What I did: Implemented TLE parsing and validation utilities, an educational reference SGP4 propagator with extra numerical-stability checks, a DifferentiableSGP4 PyTorch module for gradient-based analysis (inspired by ESA's dSGP4 project), and a LiveSGP4 tracker with automatic two-body fallback, detailed error history, and a validation test suite.
What I learned: How to work through complex mathematical models by implementing them in code, the value of delegating core propagation to trusted open-source libraries like the sgp4 package while building higher-level tooling on top, and how to make technical concepts approachable through visualization.
This was a personal learning project, not a formal research appointment or professional aerospace experience.
A mobile-first web app that predicts LEO satellite passes for any location and calculates whether the link margin is strong enough to hold a connection.
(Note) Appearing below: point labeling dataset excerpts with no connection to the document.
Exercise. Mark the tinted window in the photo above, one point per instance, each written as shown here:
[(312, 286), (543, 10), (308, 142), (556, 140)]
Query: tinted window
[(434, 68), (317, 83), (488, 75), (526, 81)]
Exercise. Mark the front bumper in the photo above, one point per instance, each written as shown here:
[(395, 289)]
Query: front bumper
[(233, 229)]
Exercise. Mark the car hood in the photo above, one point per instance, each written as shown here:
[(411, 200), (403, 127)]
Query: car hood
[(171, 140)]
Given a satellite (by NORAD ID or name) and an observer position, it returns upcoming pass times, SNR and link-budget curves over each pass, a timeline chart, and supports ICS calendar export and PDF reports. Built with a FastAPI/Python backend and a Next.js frontend.
A web application that fetches live TLE data from CelesTrak and visualizes thousands of satellites orbiting in real time. It uses Skyfield for orbit computation and an adaptive time-stepping algorithm for pass prediction, with a React frontend and a Python backend. The main challenge was keeping the rendering performant while tracking thousands of moving objects without freezing the browser.